Fast Foreword: The Editor's Column, Fall 2010
Documentary is one of those rare art forms whose most ardent practitioners come from a wide swath of disciplines--fiction filmmaking, still photography and psychology, to name some--and one of the most vital and common sources is broadcast journalism.
In the last decade, as broadcast journalism succumbed to marketplace, shareholder and CEO pressures, seasoned veterans like Dan Rather, Ted Koppel, Tom Brokaw and the late Peter Jennings left (or were pushed from) their anchor chairs to pursue stories that necessitated more time and space than a 15-minute segment would warrant. And as the invasion of Iraq grew more complicated and intractable as the years went by, it was those intrepid makers like James Longley, Andrew Berends, Laura Poitras and a handful of others who went unembedded to ferret out a ground-level version of the truth. In a 2007 interview with Documentary, correspondent Christiane Amanpour, now with ABC News, affirmed, "Documentary is the new spot news. As daily coverage of news, especially foreign news, has dramatically diminished, documentary or longer form is the only way to get information across these days."

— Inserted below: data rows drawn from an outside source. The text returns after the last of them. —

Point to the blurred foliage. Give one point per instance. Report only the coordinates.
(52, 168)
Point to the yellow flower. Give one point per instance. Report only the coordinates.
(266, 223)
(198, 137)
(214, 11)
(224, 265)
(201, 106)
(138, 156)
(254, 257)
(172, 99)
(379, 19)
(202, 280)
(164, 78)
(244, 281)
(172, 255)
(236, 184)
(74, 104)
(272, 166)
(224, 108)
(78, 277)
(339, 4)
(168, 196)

In this issue, we examine the two disciplines of journalism and documentary--where they converge and where they diverge, how one informs the other, what is transferable from one to the other. To kick things off in this collection of articles, Elisabeth Greenbaum Kasson talks to a number of docmakers who have crossed over from the broadcast world. Although the idea for this theme came to us prior to the legal issues surrounding Joe Berlinger's Crude and Chevron's efforts to subpoena the filmmaker's footage, that story is certainly part of this issue, as are other documentary efforts in which journalistic practices are put to the test in jurisprudential contexts. Belinda Baldwin examines instances in which the documentary itself becomes exhibit A.

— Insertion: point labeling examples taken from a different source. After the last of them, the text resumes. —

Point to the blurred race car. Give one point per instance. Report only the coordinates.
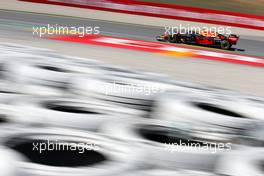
(204, 38)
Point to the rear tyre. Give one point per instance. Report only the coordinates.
(225, 45)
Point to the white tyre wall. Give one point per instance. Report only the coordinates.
(163, 172)
(243, 162)
(205, 110)
(7, 161)
(71, 112)
(105, 157)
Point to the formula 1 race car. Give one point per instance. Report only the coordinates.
(213, 39)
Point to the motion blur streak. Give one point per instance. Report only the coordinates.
(115, 104)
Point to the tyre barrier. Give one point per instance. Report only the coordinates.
(41, 90)
(39, 73)
(169, 147)
(137, 91)
(234, 116)
(62, 152)
(242, 162)
(71, 112)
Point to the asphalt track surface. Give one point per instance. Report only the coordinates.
(17, 27)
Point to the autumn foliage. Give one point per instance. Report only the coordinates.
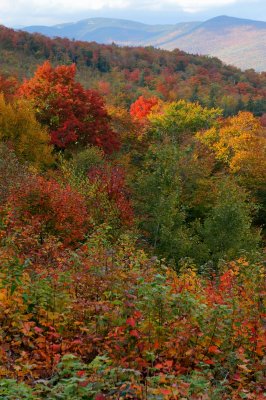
(72, 114)
(131, 241)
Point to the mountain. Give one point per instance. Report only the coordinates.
(240, 42)
(108, 30)
(236, 41)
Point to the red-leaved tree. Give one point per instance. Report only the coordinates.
(73, 114)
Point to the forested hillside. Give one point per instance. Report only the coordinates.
(122, 74)
(132, 216)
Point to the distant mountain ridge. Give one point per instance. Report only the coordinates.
(236, 41)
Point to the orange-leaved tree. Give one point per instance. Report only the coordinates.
(73, 114)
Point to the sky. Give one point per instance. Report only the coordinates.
(19, 13)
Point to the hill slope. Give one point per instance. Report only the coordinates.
(108, 30)
(235, 41)
(122, 74)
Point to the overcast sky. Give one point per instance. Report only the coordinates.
(48, 12)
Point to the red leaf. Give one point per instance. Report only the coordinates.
(131, 322)
(134, 333)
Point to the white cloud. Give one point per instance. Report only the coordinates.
(25, 12)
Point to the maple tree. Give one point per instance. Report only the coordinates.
(72, 114)
(20, 130)
(138, 273)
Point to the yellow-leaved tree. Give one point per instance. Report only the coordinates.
(240, 143)
(20, 130)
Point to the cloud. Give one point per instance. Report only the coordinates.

Ethics is a potential common-ground area between journalism and documentary, and, taking American University's recent study, "Honest Truths: Documentary Filmmakers on Ethical Challenges in Their Work," as a touchstone, Wanda Bershen queries various filmmakers about how ethics figures in their work--and how journalism may or may not inform how they go about their documentary practice.
Two of the most prestigious honors in documentary and broadcast journalism--the Alfred I. duPont-Columbia University Awards and the George Foster Peabody Awards, under the auspices of Grady College of Journalism and Mass Communication at the University of Georgia--have long honored work that evinces the best practices of journalism. Michelle Paster speaks to educators at both Columbia and Grady College about how documentary is taught within the context of journalism and, with respect to the awards, what the criteria are for judging or assessing documentary work vs. broadcast journalism.